One day, back around 15,000 BCE, half a mountain in Southern California broke loose and slid out onto what’s now the Mojave desert. The resulting landform is called the Blackhawk Slide. Here it is:

It’s that ripple-covered lobe on the bottom right. According to Robert Sharp’s Geology Underfoot in Southern California, it didn’t just flow off the mountain, as would happen with a typical landslide. It actually slid intact, like a toboggan, four and a half miles, on a slope of only two to three degrees. It could not have traveled so far, and have remained so intact (with rock layers preserved, in order, top to bottom), if it had merely flowed.

Geologists can tell it slid because it didn’t just heap at the base of the mountain from which it detached. Instead it soared, at low altitude, four and a half miles, on the flat, on a cushion of air, out across the desert, before plopping down.

To get some perspective on this, here are two facts to consider. First, we’re talking about ten billion cubic feet of detached mountain face here. Second, in order to travel that far out onto the desert, shattered but essentially in one piece, it had to glide on a cushion of air, at speeds up to 270 miles per hour. Or so goes the theory.

One wonders if humans were there to see it happen. Ancestors of native Americans were already on the continent by then, thanks to the last glacial maximum, which still had several thousand more years to go. There may have been some ice on the mountains themselves, and perhaps that helped weaken the rock, which was already raised to the sky by pressures on the San Andreas Fault, which lies on the back side of the San Bernardino Mountains, a couple dozen miles from here.

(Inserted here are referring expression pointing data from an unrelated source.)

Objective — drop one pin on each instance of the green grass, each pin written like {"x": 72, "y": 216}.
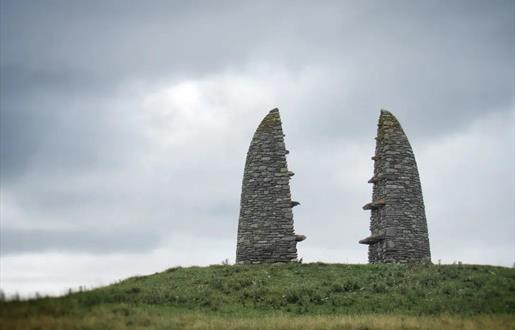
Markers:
{"x": 287, "y": 296}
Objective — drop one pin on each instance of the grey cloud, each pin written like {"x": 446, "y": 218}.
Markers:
{"x": 72, "y": 146}
{"x": 112, "y": 240}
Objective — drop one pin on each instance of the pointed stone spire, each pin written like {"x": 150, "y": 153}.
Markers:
{"x": 265, "y": 229}
{"x": 398, "y": 220}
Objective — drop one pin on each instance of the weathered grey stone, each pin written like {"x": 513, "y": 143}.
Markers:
{"x": 398, "y": 221}
{"x": 265, "y": 228}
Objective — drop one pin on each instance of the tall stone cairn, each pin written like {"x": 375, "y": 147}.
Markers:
{"x": 398, "y": 221}
{"x": 265, "y": 229}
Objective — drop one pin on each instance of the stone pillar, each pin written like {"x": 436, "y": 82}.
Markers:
{"x": 398, "y": 220}
{"x": 265, "y": 229}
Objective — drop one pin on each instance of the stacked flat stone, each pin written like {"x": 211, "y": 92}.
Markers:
{"x": 265, "y": 229}
{"x": 398, "y": 220}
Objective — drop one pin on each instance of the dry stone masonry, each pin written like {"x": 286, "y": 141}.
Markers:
{"x": 398, "y": 221}
{"x": 265, "y": 229}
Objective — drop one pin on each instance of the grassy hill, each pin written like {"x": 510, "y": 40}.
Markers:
{"x": 287, "y": 296}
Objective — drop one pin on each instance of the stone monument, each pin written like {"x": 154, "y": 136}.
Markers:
{"x": 265, "y": 228}
{"x": 398, "y": 220}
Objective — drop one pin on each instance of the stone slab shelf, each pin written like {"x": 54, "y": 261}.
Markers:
{"x": 374, "y": 205}
{"x": 372, "y": 239}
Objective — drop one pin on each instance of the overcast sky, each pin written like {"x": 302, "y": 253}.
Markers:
{"x": 125, "y": 125}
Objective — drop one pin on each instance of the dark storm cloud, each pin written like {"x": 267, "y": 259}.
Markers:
{"x": 73, "y": 142}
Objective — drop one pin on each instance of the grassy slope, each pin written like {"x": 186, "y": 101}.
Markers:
{"x": 286, "y": 296}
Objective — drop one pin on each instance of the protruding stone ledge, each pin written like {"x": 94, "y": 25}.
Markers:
{"x": 379, "y": 177}
{"x": 374, "y": 238}
{"x": 374, "y": 205}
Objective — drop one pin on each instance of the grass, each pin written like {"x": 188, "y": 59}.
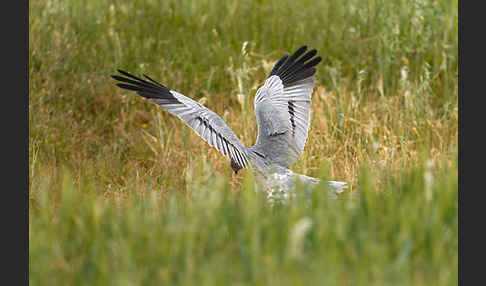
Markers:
{"x": 123, "y": 193}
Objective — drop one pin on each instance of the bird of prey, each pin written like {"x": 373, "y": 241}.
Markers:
{"x": 282, "y": 110}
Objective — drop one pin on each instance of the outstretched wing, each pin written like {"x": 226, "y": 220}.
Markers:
{"x": 282, "y": 107}
{"x": 207, "y": 124}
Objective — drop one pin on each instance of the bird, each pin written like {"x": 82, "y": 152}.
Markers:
{"x": 282, "y": 110}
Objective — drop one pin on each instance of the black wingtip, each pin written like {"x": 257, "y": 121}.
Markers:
{"x": 298, "y": 66}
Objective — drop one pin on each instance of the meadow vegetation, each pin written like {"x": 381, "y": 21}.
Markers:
{"x": 122, "y": 193}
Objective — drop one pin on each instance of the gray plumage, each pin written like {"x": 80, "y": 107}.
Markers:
{"x": 282, "y": 110}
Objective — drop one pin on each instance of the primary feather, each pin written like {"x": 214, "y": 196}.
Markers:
{"x": 282, "y": 110}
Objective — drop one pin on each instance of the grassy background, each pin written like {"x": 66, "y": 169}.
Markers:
{"x": 123, "y": 193}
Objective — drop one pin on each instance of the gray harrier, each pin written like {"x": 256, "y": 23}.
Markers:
{"x": 282, "y": 110}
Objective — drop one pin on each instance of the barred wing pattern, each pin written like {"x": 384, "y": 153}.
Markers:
{"x": 282, "y": 107}
{"x": 207, "y": 124}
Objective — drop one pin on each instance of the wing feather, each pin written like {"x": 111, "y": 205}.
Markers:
{"x": 282, "y": 107}
{"x": 207, "y": 124}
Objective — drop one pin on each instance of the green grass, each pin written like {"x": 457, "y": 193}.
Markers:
{"x": 123, "y": 193}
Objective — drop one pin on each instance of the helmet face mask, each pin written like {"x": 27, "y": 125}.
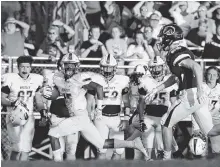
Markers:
{"x": 70, "y": 65}
{"x": 139, "y": 72}
{"x": 107, "y": 71}
{"x": 108, "y": 66}
{"x": 157, "y": 67}
{"x": 70, "y": 69}
{"x": 157, "y": 71}
{"x": 169, "y": 34}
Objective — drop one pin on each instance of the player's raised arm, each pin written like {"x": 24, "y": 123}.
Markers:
{"x": 99, "y": 91}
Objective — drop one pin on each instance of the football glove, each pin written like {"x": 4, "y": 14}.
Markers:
{"x": 143, "y": 126}
{"x": 98, "y": 114}
{"x": 45, "y": 118}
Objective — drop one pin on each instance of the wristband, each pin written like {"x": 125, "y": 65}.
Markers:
{"x": 99, "y": 104}
{"x": 127, "y": 113}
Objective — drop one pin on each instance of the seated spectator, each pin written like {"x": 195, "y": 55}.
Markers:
{"x": 212, "y": 49}
{"x": 198, "y": 36}
{"x": 93, "y": 12}
{"x": 12, "y": 38}
{"x": 139, "y": 50}
{"x": 179, "y": 15}
{"x": 93, "y": 48}
{"x": 143, "y": 11}
{"x": 113, "y": 15}
{"x": 194, "y": 21}
{"x": 214, "y": 13}
{"x": 54, "y": 45}
{"x": 117, "y": 46}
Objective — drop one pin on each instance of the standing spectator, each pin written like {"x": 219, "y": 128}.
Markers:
{"x": 93, "y": 12}
{"x": 12, "y": 39}
{"x": 193, "y": 22}
{"x": 198, "y": 36}
{"x": 113, "y": 16}
{"x": 212, "y": 49}
{"x": 53, "y": 45}
{"x": 154, "y": 24}
{"x": 93, "y": 48}
{"x": 139, "y": 50}
{"x": 117, "y": 46}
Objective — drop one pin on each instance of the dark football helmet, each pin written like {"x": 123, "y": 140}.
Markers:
{"x": 168, "y": 35}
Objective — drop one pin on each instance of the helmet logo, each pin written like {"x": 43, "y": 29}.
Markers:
{"x": 169, "y": 30}
{"x": 70, "y": 56}
{"x": 108, "y": 59}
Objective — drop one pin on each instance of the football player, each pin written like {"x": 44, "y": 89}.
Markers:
{"x": 115, "y": 88}
{"x": 17, "y": 94}
{"x": 192, "y": 98}
{"x": 74, "y": 85}
{"x": 155, "y": 109}
{"x": 212, "y": 88}
{"x": 68, "y": 144}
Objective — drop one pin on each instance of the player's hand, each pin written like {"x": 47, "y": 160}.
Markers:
{"x": 94, "y": 47}
{"x": 143, "y": 126}
{"x": 45, "y": 118}
{"x": 47, "y": 91}
{"x": 123, "y": 125}
{"x": 198, "y": 133}
{"x": 98, "y": 114}
{"x": 201, "y": 96}
{"x": 58, "y": 23}
{"x": 150, "y": 96}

I came along a bit late, but was glad to get my first chance to gander at the slide, the day after Thanksgiving, on a United flight from San Jose to Houston. I was shooting against the sun, and it was a bit hazy, but I was still able to get a good look, and this photo set too.

Additional links:

6 comments

  1. Stephen Downes’s avatar

    It’s similar to what happened in Frank, British Columbia, where a chunk of mountain fell off the side and lid on a cushion of air across the valley floor. There were human witnesses to the Frank slide, many unfortunately who did not survive. Info: http://www.history.alberta.ca/frankslide/

  2. Doc Searls’s avatar

    Thanks, Stephen. Interesting to observe the similarities. Here’s the Wikipedia article on the Frank Slide.

  3. vanderleun’s avatar

    At 270 MPH on a cushion of air? Air Hockey of the Gods.

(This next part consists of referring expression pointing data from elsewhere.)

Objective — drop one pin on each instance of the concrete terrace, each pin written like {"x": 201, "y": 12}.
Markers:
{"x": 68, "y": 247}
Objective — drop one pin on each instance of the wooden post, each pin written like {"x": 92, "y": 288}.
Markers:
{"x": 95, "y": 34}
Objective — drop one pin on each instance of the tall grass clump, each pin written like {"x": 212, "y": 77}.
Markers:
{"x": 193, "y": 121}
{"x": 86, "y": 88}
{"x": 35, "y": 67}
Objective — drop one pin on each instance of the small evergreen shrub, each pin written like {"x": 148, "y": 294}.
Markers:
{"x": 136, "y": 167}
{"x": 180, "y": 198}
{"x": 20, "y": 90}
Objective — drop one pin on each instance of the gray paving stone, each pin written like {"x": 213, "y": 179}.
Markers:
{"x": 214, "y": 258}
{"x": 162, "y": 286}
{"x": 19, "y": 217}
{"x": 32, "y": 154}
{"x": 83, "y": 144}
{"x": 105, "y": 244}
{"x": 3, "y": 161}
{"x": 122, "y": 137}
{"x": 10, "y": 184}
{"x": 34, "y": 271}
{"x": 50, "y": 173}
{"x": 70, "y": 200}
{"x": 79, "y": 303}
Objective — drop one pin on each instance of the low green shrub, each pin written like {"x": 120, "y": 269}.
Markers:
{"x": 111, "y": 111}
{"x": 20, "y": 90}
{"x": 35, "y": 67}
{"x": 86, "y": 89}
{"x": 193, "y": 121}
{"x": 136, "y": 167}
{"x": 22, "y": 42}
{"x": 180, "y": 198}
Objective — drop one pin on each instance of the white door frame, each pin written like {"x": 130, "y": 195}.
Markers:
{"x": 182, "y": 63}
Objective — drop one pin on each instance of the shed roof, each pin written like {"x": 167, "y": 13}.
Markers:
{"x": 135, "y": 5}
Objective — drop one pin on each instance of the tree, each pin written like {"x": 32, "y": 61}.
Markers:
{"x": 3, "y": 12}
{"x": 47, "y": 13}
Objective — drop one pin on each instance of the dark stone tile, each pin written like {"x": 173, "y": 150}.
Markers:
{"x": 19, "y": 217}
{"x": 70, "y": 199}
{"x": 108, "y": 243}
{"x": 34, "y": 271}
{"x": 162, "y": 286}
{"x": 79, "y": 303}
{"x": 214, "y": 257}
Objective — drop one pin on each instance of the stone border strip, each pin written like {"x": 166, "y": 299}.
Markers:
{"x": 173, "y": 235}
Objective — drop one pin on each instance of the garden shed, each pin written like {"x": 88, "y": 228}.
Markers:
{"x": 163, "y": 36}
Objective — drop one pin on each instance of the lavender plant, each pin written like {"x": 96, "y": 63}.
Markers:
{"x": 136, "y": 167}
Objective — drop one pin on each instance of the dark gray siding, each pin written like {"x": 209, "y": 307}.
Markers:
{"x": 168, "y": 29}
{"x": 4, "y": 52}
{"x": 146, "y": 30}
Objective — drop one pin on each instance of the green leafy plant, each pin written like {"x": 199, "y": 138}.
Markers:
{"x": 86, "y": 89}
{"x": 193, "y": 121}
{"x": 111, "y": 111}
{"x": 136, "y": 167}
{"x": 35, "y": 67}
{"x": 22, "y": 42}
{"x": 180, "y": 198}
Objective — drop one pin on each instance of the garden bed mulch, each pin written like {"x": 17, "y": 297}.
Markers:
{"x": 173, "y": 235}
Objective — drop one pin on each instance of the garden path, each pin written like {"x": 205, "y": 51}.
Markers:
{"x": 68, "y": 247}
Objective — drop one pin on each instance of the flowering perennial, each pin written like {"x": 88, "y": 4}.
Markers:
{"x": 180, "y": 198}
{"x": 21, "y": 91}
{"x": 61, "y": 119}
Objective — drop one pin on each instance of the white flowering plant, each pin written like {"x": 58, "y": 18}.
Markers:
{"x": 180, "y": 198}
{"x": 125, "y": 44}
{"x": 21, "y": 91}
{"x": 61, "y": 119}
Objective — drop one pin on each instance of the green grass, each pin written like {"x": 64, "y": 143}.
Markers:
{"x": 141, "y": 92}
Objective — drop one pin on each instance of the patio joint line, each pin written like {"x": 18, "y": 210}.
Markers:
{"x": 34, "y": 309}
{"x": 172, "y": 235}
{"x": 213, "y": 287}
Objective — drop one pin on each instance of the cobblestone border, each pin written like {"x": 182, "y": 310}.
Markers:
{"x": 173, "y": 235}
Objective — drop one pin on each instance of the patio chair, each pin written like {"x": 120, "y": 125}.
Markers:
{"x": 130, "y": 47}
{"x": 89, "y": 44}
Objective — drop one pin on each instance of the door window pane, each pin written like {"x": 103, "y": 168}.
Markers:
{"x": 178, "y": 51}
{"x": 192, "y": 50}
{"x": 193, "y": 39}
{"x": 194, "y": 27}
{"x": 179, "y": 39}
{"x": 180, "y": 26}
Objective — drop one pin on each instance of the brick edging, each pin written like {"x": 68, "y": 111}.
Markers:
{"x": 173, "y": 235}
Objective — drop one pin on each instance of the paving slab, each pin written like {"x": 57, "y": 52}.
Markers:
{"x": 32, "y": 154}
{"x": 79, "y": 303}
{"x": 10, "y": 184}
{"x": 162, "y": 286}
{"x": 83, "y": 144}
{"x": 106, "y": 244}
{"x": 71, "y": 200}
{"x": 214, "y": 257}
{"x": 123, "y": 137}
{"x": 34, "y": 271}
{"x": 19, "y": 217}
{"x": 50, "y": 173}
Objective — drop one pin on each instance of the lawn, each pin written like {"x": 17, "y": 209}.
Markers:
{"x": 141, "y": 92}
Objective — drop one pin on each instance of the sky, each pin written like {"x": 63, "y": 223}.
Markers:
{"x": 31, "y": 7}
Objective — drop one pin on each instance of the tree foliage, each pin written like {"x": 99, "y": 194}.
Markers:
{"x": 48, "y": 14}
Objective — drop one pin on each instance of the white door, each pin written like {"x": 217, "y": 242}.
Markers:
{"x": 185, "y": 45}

  4. Charles Edward Frith (@charlesfrith)’s avatar

    A cushion of air is preposterous. There are other explanations but the high priests of science generally command the prevailing explanation no matter how ridiculous.

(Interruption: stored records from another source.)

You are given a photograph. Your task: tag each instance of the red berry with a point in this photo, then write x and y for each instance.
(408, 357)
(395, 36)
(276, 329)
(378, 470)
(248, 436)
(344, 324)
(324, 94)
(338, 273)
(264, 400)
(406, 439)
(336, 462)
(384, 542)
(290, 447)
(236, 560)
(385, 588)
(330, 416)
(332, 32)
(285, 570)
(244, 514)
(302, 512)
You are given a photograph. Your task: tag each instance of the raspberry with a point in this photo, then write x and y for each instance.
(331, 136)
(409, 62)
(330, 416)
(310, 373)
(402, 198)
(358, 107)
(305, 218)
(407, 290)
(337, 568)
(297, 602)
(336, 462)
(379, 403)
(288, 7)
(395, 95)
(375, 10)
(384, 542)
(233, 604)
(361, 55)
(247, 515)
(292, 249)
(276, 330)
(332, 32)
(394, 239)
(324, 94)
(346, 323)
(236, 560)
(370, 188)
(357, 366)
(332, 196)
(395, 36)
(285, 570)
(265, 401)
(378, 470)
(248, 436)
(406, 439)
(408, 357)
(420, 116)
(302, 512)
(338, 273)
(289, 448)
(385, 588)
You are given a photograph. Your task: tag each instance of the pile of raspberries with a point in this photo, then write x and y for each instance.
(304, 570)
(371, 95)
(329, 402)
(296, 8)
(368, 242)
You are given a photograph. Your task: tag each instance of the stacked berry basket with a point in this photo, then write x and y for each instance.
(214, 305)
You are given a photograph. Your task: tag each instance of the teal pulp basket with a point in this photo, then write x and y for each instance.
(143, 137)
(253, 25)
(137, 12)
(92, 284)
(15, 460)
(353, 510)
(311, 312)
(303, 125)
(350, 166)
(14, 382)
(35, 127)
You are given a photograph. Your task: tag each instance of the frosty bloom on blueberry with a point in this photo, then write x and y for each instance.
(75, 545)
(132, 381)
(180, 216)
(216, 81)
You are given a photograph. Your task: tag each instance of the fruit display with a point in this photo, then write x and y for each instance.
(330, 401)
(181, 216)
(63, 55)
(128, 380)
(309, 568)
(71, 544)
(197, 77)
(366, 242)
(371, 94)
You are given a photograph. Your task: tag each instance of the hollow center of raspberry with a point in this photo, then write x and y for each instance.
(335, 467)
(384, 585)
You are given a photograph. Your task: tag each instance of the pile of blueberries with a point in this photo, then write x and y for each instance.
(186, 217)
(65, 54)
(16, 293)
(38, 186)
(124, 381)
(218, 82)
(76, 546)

    One only need look at the surrounding environment to see it couldn’t have happened in just that spot in just that way.

    Great post. Geology rocks. Ahem.

  5. Doc Searls’s avatar

    Thanks for the compliment, Charles.

    Curious to hear why you find the air cushion theory preposterous. Get something flat moving fast enough, and it does have a tendency to fly. And how does a look at the environment make clear alternative explanations? (Also let’s remember that plate tectonics — “continental drift” — appeared preposterous for many decades before enough evidence accumulated to confirm it as a working paradigm.)

    FWIW, I believe the main work done on the slide is by Ron Shreve, who advocates the air cushion hypothesis, and by others who advocate a theory involving high frequency sound fluidizing fine particles at the base of the slide. From what I can tell with a quick look around the Web and in my only book on the subject, most of the theoretical work was done quite a while ago. (Shreve’s was in the ’60s.) I’m also not sure anybody who has studied the slide is a “high priest.” They’re just geologists trying to make sense of a mountain face that slid in a remarkably coherent form almost five miles across a nearly flat surface.

    Bonus links: http://indianapublicmedia.org/amomentofscience/landslides/ http://bit.ly/VG3upV http://bit.ly/UvZbtY http://bit.ly/VG3JBm http://bit.ly/VG3VR8

  6. Morgan Drexen’s avatar

    Fascinating! Southern California is a very unique place geologically speaking, they are many geological wonders in the desserts of Southern California. Not far from where you took this picture; off of the Mojave Road there are also lava tubes or chambers carved out of rock by lava from a now extinct volcano. California is also home to Mount Whitney (at an elevation of elevation of 14,505 feet) it is the highest point in the United States and Death Valley, CA is the lowest point of elevation in North America at 86 miles below sea level.